Amazing Views at Cathedral Lakes
Cathedral Lakes provincial park offers some of the most magnificent panoramic views of alpine meadows, formidable ancient rock formations, and snow capped mountain ranges.
Tucked about 30 km southwest of Keremeos in the Similkamean region on southern British Columbia, Cathedral Lakes provincial park consists of a wide variety of hiking trails, lakes for fishing, boating (Quinsicoe Lake) and viewing, alpine meadows, and mountain ranges.
Cathedral Lakes base camp is approximately 8 km from the entrance of the provincial park at one of the park’s larger lakes, Quiniscoe Lake. The base camp, consisting of campgrounds and a privately maintained guest lodge with full amenities, can be accessed two ways: by a strenuous 5 hour plus hike through a forested trail that runs from the entrance of the park to the base camp, or by a 4x4 Jeep service that drives you and your gear up a very rough road in approximately 45 minutes.
When you arrive at the base camp, out of the cool gloom of the ponderosa pine forest, you will be struck by the glorious glacier-feed, azure Quiniscoe Lake. Once checked in at the lodge, or campground, you can set off on any one of the many hiking trails that cover the park. As you begin exploring the park you will be overwhelmed by the clean, clear, aqua-green, glacier-feed lakes that help give Cathedral Lakes its apt name. The brilliance of the lakes is given strong competition by the peaceful magnificence of the alpine meadows banked by the menacing mountain tops and icy glaciers that surround the provincial park.
If you are lucky enough to visit the park when the alpine meadows are in bloom, you will see a glorious array of abundant colour. If you are really lucky, you might sight, beyond the many species of birds, wildlife such as California Bighorn sheep, marmots (indigenous only to British Columbia), and mountain goats in the meadows, or drinking at the lakes.
One of the most popular trails to hike is the Cathedral Rim Trail (2500 meters about sea level). This trail shows off many spectacular views of the North Cascade and Coast Range Mountains and includes many of the ancient rock formations unique to Cathedral Lakes Park.
As you meander your way through the alpine meadows, and by the many lakes, you begin to climb up a glacier to the rim of Cathedral Lakes Park. As you work your way around the rim, one of the first sites that you see is the Devil's Woodpile. The Devil's Woodpile is a large outcropping of columnar basalt.

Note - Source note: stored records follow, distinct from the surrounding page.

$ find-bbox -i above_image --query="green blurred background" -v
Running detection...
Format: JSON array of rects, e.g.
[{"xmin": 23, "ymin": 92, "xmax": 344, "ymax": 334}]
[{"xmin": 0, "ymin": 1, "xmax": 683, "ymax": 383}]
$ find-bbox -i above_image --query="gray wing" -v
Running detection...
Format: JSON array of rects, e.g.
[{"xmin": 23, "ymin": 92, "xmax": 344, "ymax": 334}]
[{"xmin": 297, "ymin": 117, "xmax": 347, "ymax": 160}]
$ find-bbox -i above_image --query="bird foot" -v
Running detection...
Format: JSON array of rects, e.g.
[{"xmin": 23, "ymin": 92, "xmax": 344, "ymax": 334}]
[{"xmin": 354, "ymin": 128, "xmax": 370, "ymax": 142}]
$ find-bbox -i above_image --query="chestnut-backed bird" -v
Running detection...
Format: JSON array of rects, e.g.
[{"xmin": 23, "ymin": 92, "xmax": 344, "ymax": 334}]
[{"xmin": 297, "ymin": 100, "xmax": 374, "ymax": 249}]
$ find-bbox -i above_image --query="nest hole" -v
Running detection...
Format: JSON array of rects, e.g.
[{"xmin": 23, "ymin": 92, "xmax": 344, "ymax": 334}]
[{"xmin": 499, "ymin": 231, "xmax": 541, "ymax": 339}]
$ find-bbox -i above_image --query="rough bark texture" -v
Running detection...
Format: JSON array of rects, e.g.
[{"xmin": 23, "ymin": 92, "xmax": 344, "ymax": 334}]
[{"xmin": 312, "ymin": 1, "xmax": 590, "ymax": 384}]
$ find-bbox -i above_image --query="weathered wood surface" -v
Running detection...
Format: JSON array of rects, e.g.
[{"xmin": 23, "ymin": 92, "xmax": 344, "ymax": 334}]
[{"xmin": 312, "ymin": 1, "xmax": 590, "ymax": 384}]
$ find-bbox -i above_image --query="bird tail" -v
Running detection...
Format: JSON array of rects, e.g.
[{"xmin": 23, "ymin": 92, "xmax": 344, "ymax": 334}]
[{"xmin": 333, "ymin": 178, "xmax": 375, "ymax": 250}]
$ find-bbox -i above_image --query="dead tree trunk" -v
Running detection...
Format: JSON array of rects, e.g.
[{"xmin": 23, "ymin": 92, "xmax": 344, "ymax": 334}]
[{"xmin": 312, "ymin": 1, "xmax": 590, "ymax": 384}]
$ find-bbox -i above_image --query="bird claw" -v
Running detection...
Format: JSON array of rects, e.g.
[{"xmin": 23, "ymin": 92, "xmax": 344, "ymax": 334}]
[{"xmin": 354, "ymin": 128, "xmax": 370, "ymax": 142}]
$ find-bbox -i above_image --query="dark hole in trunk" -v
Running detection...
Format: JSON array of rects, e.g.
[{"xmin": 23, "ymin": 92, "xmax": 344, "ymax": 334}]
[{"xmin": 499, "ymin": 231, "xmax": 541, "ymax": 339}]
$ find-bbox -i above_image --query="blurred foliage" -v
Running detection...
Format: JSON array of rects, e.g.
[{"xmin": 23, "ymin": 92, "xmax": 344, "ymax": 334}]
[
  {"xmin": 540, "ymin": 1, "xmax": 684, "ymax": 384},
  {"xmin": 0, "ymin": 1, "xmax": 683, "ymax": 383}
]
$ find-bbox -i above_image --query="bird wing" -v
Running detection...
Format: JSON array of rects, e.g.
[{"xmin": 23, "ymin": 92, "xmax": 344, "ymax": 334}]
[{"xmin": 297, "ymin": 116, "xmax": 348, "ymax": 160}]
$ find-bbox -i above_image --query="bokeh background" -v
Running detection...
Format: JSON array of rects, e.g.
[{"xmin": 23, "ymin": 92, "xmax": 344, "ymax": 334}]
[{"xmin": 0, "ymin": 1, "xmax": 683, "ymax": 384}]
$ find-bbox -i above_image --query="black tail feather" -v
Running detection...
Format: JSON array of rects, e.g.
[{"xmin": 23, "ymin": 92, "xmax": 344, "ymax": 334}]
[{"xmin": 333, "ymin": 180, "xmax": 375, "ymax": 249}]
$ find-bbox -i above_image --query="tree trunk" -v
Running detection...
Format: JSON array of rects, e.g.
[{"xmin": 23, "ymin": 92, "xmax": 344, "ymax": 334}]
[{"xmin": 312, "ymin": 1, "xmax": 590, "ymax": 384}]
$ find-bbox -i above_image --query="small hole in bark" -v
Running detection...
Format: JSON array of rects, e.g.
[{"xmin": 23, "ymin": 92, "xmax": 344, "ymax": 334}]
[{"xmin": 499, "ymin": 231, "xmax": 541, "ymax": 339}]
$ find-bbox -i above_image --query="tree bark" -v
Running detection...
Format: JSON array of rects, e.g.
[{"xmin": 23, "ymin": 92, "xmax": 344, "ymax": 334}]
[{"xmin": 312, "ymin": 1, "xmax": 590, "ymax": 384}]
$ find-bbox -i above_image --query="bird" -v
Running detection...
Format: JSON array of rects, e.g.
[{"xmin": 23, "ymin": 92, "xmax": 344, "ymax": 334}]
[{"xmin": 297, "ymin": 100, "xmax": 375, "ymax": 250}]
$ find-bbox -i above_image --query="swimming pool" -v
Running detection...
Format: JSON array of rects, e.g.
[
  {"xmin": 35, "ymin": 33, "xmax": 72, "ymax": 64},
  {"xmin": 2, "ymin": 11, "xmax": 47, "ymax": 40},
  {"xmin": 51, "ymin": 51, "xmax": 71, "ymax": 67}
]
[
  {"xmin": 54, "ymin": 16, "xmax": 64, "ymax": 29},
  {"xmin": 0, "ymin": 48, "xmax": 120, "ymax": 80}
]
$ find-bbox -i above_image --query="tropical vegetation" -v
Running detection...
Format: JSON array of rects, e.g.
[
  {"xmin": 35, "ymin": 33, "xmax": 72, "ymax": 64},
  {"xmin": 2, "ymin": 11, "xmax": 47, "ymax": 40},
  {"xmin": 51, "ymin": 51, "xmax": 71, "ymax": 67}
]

Further on, the trail leads you to Stone City, a quartz monozonite formation, untouched by the ice-age glaciers, and eroded by the action of the wind. Stone City appears as a number of very large rocks piled and stacked near one another, forming a rock skyscrapers and buildings. Also at the city, there are giant boulders delicately balanced on one another that look like large hamburgers.
As you climb higher along the rim, in the distance you can see, in the side of the Giant Cleft, the rock formation known as Smokey the Bear- given the name because of the resemblance to the famous forest fire fighter. When you eventually work your way to the Giant Cleft you will be at the last and most popular rock formation at the park. The Giant Cleft is a split in the mountain formed when softer basalt rocks eroded leaving a cleft in the harder granite. The easiest way to describe the cleft is that it looks like someone took a giant chainsaw and attempted to cut the mountain in half. While at the foot of the cleft, you can look through the mountain to the valley and mountain ranges on the other side of the mountain- a breathtaking sight!
Note: As the park is fairly popular during its open season from May to October, it is recommended that you make reservations at either the campground, or lodge before arriving. While hiking at the park, be wary of the weather as it can change at a moment's notice. Most of the trails are marked with stone markers as hikes rise above the tree line. Bring ample supplies such as water, food, and warm clothing, as there is no forest to protect you.